Ci spostiamo con Giannetto Magrini, con i suoi occhi da pittore, nel contingente. Vede forme di arte interessanti oggi? “Non sono d’accordo con Carlo Verdone, anche se non c’è positività, c’è comunque intuizione. Bisogna guardare ai bambini, alla loro originalità. Io -continua Magrini- ho portato tempo fa, prima del Coronavirus, mio nipote a dipingere insieme a me. Dopo ho ripreso i suoi disegni e li ho emulati e pubblicati. Nell’introduzione al catalogo ho scritto: ‘Nonno ha ancora molto da imparare da te’. Si è commosso”. Io penso che da questo racconto di Magrini si comprenda già tanto del male della società odierna. Una società fatta di muri e non di ponti anche tra generazioni. A questo punto riprende la parola Giannetto Magrini che chiosa “io ho fatto un quadro sulle parole del Papa, ho disegnato ponti metaforici che poggiano sulla cultura, sui libri e sulla civiltà greca. E’ un bel messaggio non crede lei?”.

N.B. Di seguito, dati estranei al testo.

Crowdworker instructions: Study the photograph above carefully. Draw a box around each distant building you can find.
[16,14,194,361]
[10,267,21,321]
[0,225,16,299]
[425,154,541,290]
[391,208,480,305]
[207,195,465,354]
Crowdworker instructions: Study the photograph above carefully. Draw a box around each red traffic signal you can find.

Un tuffo nel passato perché “questo Coronavirus dovrà cambiare tutto e per prime le relazioni sociali. Io ho vissuto un po’ la seconda guerra mondiale e la si affrontava insieme”. La sofferenza è tanta, i morti aumentano ma “ora manca la solidarietà, manca il desiderio profondo di voler stare insieme”. E mentre riaggancio la cornetta con l’augurio di poterci vedere presto alla sua prossima mostra di novembre, mi scorrono davanti agli occhi due quadri che riassumono l’emergenza Coronavirus. “I poveri in riva al mare” di Picasso dove una famiglia (madre, padre e figlio) in un’atmosfera lugubre rimane distante con il capo chino. E subito di seguito, “Il Ramo di mandorlo fiorito” di Van Gogh, simbolo di una rinascita bella e colorata che si schiude come i fiori verso il cielo. Ed è una nuova vita.